Pelo que, importa então aferir e avaliar se relativamente aos fundamentos aduzidos pela Embargante, ora Recorrente, na oposição deduzida, a possibilidade de êxito ou procedência se mostra, desde já e de forma indiscutível, afastada, injustificando o prosseguimento dos ulteriores termos processuais. Nos termos pugnados na decisão apelada.
O que implica, relativamente às questões fonte ou fundamento da oposição, avaliar acerca do estado e posições doutrinárias e jurisprudenciais e, a partir de tal consideração, formular juízo quanto ao preenchimento daquele conceito de crua inviabilidade da pretensão aduzida pela Executada/Embargante.

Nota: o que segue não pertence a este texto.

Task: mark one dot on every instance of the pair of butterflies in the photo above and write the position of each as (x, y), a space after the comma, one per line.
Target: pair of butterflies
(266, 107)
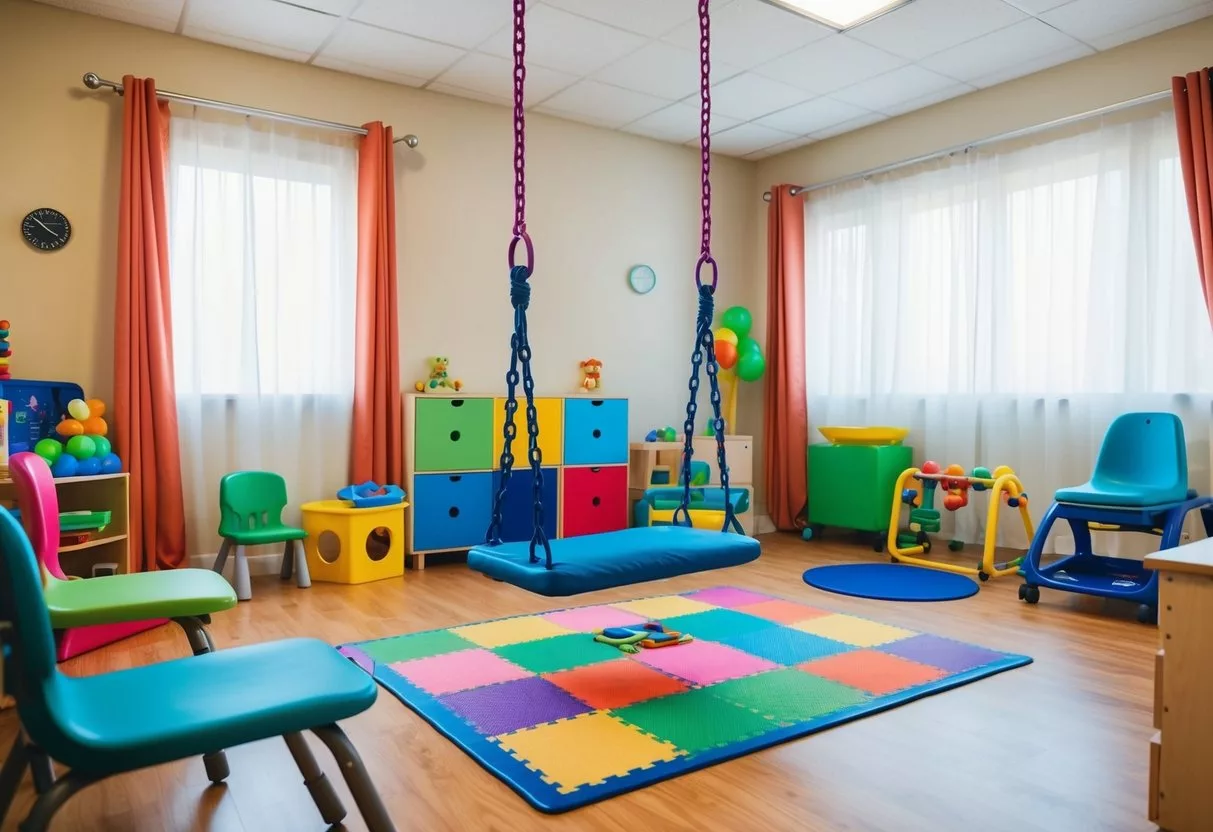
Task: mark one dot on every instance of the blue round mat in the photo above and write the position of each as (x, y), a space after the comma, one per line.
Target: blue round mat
(890, 581)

- Da invocada mora credendi

Prevendo acerca dos requisitos da mora do credor, prescreve o artº. 813º, do Cód. Civil, que “o credor incorre em mora quando, sem motivo justificado, não aceita a prestação que lhe é oferecida nos termos legais ou não pratica os actos necessários ao cumprimento da obrigação”.

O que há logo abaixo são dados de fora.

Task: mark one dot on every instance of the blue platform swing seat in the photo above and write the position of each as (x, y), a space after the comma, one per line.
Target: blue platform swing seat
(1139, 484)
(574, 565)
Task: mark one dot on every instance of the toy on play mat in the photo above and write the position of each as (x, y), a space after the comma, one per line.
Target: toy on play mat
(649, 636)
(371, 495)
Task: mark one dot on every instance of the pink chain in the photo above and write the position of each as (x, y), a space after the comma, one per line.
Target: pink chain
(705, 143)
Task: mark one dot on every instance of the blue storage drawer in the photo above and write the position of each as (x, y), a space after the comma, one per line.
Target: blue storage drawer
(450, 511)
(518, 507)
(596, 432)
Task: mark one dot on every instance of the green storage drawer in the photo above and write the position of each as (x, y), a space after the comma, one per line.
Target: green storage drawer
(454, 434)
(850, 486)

Tendo por subjacente o reconhecimento de um dever de cooperação por parte do credor, existe mora credendi ou accipiendi quando a obrigação não é cumprida no momento próprio, porque o credor, sem causa justificativa, recusou a prestação que lhe foi oferecida ou não realizou os actos de cooperação da sua parte, necessários ao cumprimento.

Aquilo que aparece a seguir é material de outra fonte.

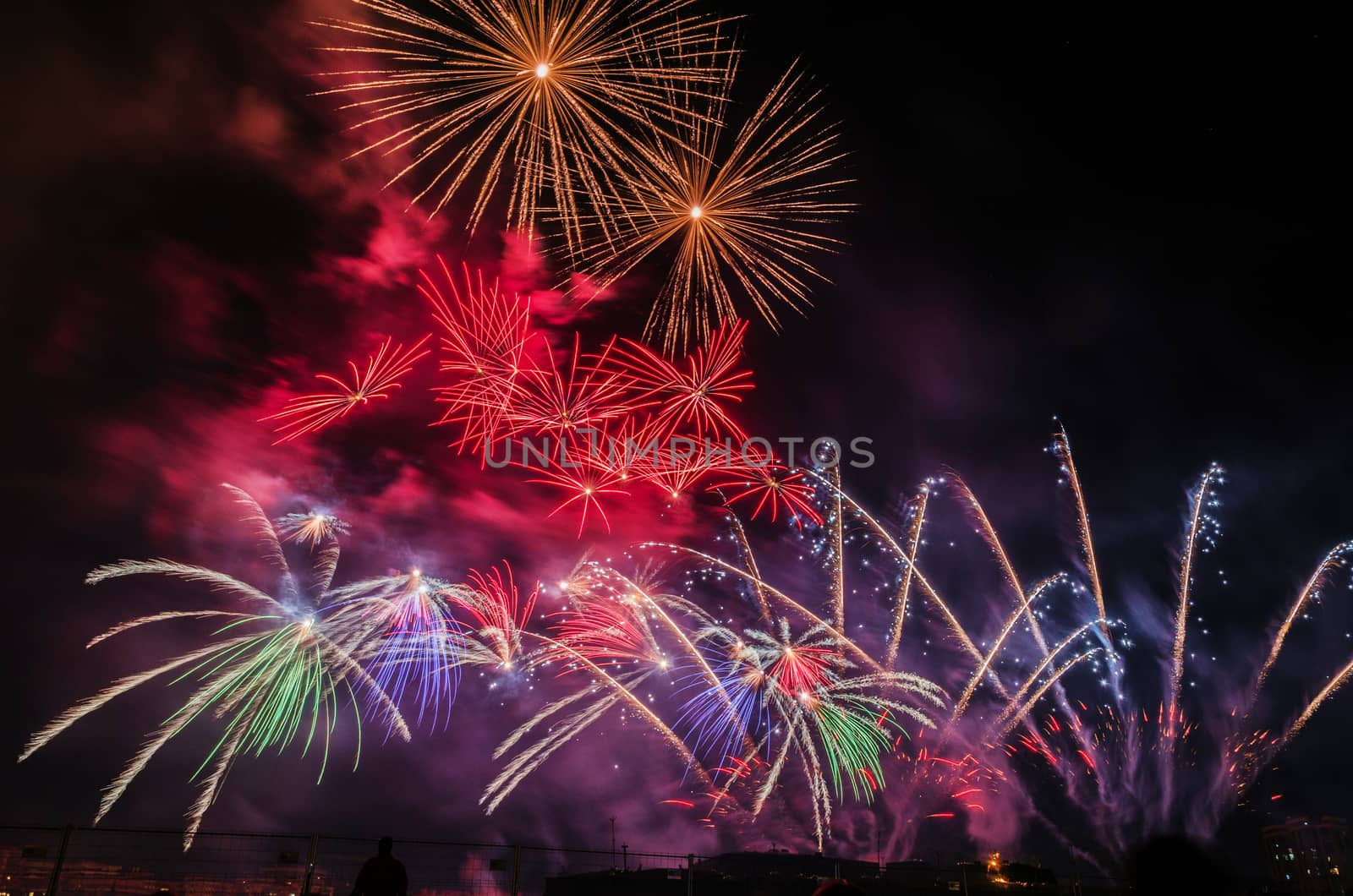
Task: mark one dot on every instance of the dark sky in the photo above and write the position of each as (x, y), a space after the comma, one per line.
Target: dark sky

Segundo Pires de Lima e Antunes Varela [11], são necessários vários requisitos para que ocorra a situação de mora por falta de aceitação da prestação.
Em primeiro lugar, “é necessário que o credor não tenha motivo justificado para a não aceitar”, sendo que “os motivos que justificam o não recebimento da prestação podem dizer respeito ao seu objecto ou à forma por que o devedor pretende cumprir a obrigação”. Inexistindo estes motivos, “o credor constitui-se em mora, independentemente de culpa”, contrariamente á mora do devedor, que é sempre culposa, o que se justifica pois, enquanto o devedor está sempre obrigado a cumprir, “o credor não está propriamente obrigado a aceitar a prestação, tendo apenas que exercer o seu direito de harmonia com as regras da boa fé”.
Em segundo lugar, “a prestação deve ter sido oferecida ao credor nos termos legais”, pelo que, não ocorrendo tal, existe motivo legal para o credor a não aceitar [12].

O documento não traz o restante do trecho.